Guest Column:

Cuts put Nevada jobs in jeopardy

Wed, Nov 29, 2017 (2 a.m.)

A 2016 study found that our state’s diverse energy efficiency sector employs more than 15,000 Nevadans, but proposed budget cuts endanger these jobs and their many spinoff benefits. These businesses include manufacturing plants in Nevada that produce energy efficient windows, insulation, solar water heaters and other clean-energy products, which the state exports nationally and internationally. Other companies employ thousands of people whose jobs involve retrofitting Nevada’s homes and businesses with more energy efficient lighting, heating, air conditioning, water heating and other services and equipment.

These good-paying jobs cannot be outsourced because they involve hands-on work, like construction and trades. These are exactly the kinds of jobs that Nevada needs to encourage. These workers spend their wages on local goods and services, which helps the state’s economy. They also create secondary benefits. Consumers and businesses save more money on their energy bills than they spend by buying these efficiency upgrades. And when consumers and businesses spend less to heat, cool and light their homes and buildings, they have more to spend on other goods, creating spinoff jobs and producing additional revenues for other local employers. Indeed, energy efficiency provides similar benefits nationwide.

Yet the Trump administration and the U.S. House of Representatives have proposed devastating cuts to these energy efficiency programs that benefit Nevada in the federal budget for fiscal year 2018.

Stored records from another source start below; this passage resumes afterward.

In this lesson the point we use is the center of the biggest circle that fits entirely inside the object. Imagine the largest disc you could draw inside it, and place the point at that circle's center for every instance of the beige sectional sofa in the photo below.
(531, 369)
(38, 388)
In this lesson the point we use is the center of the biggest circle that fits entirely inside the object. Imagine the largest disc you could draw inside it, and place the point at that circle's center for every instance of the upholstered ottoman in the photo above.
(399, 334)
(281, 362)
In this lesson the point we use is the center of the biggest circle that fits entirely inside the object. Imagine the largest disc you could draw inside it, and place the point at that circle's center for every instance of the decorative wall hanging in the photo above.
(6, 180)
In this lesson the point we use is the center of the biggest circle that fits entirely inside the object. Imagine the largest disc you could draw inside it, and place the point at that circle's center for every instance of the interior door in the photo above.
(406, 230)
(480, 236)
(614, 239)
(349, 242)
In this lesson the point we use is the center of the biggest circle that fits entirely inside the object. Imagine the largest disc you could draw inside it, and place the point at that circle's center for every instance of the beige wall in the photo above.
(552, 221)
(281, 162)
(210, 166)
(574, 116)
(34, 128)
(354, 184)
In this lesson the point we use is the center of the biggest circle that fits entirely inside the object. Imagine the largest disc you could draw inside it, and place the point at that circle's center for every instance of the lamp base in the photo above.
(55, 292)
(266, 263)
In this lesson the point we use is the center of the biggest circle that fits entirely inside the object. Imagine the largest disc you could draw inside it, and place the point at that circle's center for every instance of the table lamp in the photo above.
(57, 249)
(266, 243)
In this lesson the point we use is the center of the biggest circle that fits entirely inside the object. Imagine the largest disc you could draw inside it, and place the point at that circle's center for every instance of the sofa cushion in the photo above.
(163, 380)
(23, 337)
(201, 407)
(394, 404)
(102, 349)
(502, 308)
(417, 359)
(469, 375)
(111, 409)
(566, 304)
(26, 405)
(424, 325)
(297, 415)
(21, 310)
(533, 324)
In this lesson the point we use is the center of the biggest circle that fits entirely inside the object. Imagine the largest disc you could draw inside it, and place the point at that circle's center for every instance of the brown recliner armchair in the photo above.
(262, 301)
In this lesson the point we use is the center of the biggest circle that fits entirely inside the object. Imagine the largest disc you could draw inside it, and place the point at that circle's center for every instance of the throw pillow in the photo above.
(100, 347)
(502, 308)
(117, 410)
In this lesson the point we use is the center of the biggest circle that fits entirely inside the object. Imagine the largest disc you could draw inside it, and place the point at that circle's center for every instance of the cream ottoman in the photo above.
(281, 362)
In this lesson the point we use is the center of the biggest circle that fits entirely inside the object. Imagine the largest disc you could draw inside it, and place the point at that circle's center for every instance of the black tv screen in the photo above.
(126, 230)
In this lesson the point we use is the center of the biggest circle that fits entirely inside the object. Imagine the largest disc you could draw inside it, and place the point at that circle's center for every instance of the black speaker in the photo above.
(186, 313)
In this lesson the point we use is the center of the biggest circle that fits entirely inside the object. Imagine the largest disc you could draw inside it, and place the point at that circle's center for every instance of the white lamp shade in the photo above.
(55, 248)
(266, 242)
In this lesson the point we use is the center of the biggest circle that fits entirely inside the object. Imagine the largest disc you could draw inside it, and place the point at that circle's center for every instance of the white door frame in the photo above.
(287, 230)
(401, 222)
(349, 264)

For example, the U.S. Department of Energy’s Advanced Manufacturing Office and Building Technologies Office fund research and development of new energy efficient technologies and supports startup businesses and entrepreneurs. DOE’s Pacific Combined Heat and Power Technical Assistance Partnership has provided CHP market-opportunity analysis, technical assistance, education and outreach to nearly two dozen Nevada businesses and institutions. Most Nevadans also recognize Energy Star, a program that identifies and labels energy efficient appliances, equipment and buildings, but it, too, faces the budgetary ax.

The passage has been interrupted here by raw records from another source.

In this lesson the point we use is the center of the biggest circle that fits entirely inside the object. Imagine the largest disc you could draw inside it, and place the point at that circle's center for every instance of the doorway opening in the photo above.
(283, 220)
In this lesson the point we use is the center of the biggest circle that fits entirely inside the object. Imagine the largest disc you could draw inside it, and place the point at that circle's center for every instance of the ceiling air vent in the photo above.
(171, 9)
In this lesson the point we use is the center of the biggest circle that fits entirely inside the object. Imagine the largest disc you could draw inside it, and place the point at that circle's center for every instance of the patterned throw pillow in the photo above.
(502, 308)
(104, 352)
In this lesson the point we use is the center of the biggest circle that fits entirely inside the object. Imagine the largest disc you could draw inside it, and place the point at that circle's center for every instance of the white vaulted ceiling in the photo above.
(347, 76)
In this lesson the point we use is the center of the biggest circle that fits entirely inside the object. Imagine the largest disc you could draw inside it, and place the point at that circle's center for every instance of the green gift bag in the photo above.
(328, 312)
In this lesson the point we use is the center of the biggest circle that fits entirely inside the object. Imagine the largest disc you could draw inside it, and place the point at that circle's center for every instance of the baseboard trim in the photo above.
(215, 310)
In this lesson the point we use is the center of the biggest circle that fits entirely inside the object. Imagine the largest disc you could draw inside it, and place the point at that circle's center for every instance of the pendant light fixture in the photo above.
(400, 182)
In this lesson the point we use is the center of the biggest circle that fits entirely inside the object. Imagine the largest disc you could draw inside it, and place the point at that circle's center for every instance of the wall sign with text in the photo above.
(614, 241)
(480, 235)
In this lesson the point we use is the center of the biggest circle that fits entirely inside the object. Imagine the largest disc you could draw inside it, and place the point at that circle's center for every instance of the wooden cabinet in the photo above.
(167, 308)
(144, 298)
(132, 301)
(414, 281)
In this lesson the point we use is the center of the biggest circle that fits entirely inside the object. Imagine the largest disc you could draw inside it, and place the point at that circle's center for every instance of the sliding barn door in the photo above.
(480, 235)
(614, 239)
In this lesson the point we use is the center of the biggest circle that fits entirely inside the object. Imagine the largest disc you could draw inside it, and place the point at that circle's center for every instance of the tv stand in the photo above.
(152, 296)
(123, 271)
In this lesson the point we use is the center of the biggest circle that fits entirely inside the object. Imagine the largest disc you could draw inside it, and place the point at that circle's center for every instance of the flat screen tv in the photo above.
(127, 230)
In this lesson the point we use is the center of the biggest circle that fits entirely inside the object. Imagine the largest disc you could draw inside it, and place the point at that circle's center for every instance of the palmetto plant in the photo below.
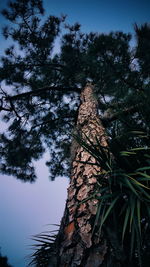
(123, 211)
(124, 200)
(44, 249)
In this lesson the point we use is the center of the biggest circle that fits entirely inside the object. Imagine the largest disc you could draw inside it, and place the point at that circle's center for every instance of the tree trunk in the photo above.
(76, 244)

In short, energy efficiency is a major driver of Nevada’s economy and the state is becoming more recognized as a clean-energy leader and innovation hub. Nevada businesses continue to leverage DOE and Environmental Protection Agency energy efficiency programs to help create jobs and produce energy cost savings.

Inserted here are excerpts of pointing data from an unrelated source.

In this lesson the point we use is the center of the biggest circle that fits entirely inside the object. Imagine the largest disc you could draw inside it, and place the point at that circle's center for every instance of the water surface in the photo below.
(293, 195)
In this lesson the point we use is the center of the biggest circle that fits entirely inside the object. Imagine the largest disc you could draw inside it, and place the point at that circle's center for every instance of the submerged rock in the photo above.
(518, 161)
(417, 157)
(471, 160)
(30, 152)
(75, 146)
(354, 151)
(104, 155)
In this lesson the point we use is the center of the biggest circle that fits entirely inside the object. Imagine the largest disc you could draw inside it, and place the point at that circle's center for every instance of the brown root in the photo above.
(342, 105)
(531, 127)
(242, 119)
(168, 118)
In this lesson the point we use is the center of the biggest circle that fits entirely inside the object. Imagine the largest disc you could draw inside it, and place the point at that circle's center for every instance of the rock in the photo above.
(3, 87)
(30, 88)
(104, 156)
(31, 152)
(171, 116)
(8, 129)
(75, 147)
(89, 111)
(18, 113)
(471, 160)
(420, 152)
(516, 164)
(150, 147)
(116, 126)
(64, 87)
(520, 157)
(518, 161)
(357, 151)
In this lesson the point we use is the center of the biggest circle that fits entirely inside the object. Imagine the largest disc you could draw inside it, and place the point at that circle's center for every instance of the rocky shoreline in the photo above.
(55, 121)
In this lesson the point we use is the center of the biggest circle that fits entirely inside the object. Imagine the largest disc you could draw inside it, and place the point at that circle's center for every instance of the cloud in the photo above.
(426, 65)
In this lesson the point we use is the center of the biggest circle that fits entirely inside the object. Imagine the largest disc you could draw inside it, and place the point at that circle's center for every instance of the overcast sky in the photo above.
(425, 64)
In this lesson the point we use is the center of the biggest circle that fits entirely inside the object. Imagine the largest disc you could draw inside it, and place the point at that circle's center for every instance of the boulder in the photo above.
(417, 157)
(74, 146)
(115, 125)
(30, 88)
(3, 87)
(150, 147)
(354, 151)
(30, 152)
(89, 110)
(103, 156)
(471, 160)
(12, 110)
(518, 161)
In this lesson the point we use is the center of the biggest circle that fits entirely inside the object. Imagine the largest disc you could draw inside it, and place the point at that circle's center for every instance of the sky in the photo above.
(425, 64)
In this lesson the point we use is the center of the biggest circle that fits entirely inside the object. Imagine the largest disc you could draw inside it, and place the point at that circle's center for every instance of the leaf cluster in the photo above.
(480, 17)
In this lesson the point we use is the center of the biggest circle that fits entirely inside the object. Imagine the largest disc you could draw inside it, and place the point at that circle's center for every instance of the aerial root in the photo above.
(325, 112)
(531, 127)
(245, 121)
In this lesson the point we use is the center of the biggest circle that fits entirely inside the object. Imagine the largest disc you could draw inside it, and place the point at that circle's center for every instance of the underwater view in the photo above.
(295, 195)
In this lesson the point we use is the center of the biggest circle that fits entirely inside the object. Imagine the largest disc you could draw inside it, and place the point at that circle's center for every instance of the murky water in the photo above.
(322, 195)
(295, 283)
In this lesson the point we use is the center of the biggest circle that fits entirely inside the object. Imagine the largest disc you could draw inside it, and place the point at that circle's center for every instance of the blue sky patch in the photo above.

Any abrupt and significant cuts to federal energy efficiency program funding would impede our ability to grow Nevada’s economy and create additional jobs. These important programs produce better technologies, other innovations, information for consumers and cost savings that have been so helpful to Nevada’s economy and clean-energy leadership. Such cuts would also hamper our state’s clean air and clean-energy goals.

Nevada’s congressional delegation has the opportunity to fight for, and build on, Nevada’s leadership in energy efficiency and clean energy by defending these programs. We are calling on our representatives in Congress to do so. These programs benefit Nevadans and all Americans; preserving them brightens the economic future of Nevada and is in our nation’s best interest.

Please join us in asking your senators and House members to lead this fight.

Editor’s note: This column was signed by Celeste Erlach, marketing manager, ElectraTherm; Ron Hunter, activism manager, Patagonia Inc.; Mark Lera, owner, American Institute of Building Science; Mary Winston, owner, EnergyMasters; and Louise Helton, vice president, 1 Sun Solar Electric LLC.